# A Few Of Invicta



## Absolute (Jan 20, 2008)

Taken using canon 30d and a 50mm at f/4. I thought as it was an unwanted gift, i'd get some product photography done. Basically the technique here is getting a black bit of card that I had laying around from previous shoots, and bouncing a 100w bulb off a reflector which I got free from a photography magazine. The background blurs out at F4, so you have a nice smooth black. Shines etc on the watch face weren't a problem as it's got a lovely anti glare feature


----------



## LuvWatch (May 14, 2004)

Nice, but a little reflection on the crystal in your first pic, detracts from the the quality watch







.

You could also try the focus thingy in your second pic
















:rltb:

Derek


----------



## Silver Hawk (Dec 2, 2003)

LuvWatch said:


> Nice, but a little reflection on the crystal in your first pic, detracts from the the quality watch
> 
> 
> 
> ...


----------



## SharkBike (Apr 15, 2005)

oooooh, pretty....


----------



## thunderbolt (May 19, 2007)

SharkBike said:


> oooooh, pretty....










:lol:


----------



## strange_too (Feb 19, 2007)




----------



## PaulBoy (Dec 2, 2007)

Simon - nice watch & having struggled a bit myself taking watch pics some good tips to try ... Paul


----------



## hippo (Jun 27, 2006)

Hi Simon, in the first shot you need to extend the black that the watch is on out infront of the watch, and maybe curve it up slightly towards the camera, that should fill in the crystal.

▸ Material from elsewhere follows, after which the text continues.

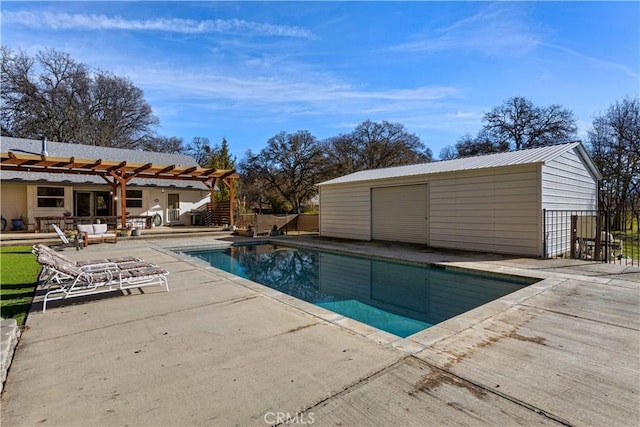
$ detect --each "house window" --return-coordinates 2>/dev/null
[127,190,142,208]
[38,187,64,208]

This will then make the bezel dark, so you'll need to bring in 2 white reflectors from both sides, at right angles to the watch to fill in the bezel area again, they'll need to be kept level with the watch to avoid being "seen" in the crystal.

You could also wear dark clothes.

You may also find a small thin piece of black card on camera right will add a little depth to the pusher and crown, also IMHO a 50mm lens is a little short for watch pics I prefer at least a 100mm.

Just my 2p


----------



## Absolute (Jan 20, 2008)

hippo said:


> Hi Simon, in the first shot you need to extend the black that the watch is on out infront of the watch, and maybe curve it up slightly towards the camera, that should fill in the crystal.
> 
> This will then make the bezel dark, so you'll need to bring in 2 white reflectors from both sides, at right angles to the watch to fill in the bezel area again, they'll need to be kept level with the watch to avoid being "seen" in the crystal.
> 
> ...


That sounds like a plan.. cheers


----------